I still don't believe Dillinger was a scapegoat. A disposable tool, yes, but certainly not someone the FBI could blame for the entire crime wave or the failing banks. He was simply the victim of arrogance and one ambitious man's hyperbolic spin. Anna Sage was more one than Johnnie. She got condemned for bringing down the country's Robin Hood but her volition was not without coercion. Dillinger got the short end of the stick but that's because he was dealing with bigger criminals than himself. Hoover was just better at it.
I agree with your point that Ana was a scapegoat. ( but I still think Dillnger was a scapegoat for the Mob)

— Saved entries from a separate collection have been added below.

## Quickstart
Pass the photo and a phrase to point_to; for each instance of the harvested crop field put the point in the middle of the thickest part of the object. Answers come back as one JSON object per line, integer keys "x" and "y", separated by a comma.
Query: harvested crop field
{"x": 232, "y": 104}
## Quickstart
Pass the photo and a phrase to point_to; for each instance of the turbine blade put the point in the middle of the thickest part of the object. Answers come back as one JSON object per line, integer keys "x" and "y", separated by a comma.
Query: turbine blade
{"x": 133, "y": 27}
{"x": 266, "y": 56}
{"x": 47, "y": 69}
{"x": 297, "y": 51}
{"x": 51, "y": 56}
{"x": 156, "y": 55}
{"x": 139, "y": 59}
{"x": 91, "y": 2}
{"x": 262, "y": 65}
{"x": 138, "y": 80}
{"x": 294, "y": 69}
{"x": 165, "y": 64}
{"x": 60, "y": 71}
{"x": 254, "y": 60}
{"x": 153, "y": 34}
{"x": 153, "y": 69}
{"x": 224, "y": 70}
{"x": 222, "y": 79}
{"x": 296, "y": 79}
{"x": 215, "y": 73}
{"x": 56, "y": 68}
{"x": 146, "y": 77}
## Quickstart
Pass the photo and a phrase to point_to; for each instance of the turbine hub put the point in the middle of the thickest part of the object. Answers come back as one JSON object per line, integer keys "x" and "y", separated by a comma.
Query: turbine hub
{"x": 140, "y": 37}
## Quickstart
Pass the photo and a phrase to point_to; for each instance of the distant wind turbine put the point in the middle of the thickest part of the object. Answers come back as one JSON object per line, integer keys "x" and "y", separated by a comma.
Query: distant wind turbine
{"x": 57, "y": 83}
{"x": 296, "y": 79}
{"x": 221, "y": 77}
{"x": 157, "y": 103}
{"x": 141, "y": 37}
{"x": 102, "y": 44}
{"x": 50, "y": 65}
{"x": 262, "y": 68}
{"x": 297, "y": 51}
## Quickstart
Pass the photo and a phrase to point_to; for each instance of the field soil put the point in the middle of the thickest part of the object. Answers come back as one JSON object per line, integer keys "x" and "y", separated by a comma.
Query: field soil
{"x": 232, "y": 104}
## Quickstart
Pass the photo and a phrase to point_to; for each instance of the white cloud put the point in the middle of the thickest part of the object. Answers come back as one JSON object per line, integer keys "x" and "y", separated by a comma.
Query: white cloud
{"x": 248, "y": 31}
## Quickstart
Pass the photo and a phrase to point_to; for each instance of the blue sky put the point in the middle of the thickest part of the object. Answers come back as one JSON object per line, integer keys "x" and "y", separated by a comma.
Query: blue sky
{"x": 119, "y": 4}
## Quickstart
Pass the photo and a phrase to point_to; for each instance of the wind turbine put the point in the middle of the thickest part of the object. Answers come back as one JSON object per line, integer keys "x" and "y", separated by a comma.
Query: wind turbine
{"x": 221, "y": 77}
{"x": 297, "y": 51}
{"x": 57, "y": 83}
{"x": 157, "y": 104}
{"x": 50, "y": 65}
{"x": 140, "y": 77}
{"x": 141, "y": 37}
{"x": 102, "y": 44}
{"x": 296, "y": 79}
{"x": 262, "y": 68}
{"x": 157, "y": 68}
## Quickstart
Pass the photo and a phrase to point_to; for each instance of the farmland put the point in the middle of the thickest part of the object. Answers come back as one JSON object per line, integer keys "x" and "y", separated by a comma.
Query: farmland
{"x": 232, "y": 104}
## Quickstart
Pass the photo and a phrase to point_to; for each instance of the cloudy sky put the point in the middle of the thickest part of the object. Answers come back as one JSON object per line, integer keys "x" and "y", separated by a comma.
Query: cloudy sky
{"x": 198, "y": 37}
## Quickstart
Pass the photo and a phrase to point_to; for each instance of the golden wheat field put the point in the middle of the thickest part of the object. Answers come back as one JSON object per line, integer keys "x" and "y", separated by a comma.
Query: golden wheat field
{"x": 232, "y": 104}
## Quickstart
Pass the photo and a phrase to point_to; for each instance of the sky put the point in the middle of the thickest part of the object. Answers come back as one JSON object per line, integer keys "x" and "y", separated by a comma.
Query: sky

Ana had been worried about her long running deportation proceedings long before she got around to turning Dillinger in. Zarovich's ex wife listed Ana as the other woman in her divorce in the 1920s and Zarkovich had been Ana's protector ever since. He protected her until 1932 when a new governor refused her request for a pardon. Dillinger infers in the PE book that he had paid Zarkovich off for protection and both books hint that he was the one who got him to stay in Ana's apartment. It sounds to me that Zarkovich was far more Dillinger's nemesis than Ana who went along with it for the money and hopes they would help her fight deportation. Funny it worked the opposite and when they didn't help her, her notoriety helped get her deported.
"If there are no dogs in Heaven, then when I die I want to go where they went." Will Rogers
Growing old is mandatory, growing up is optional.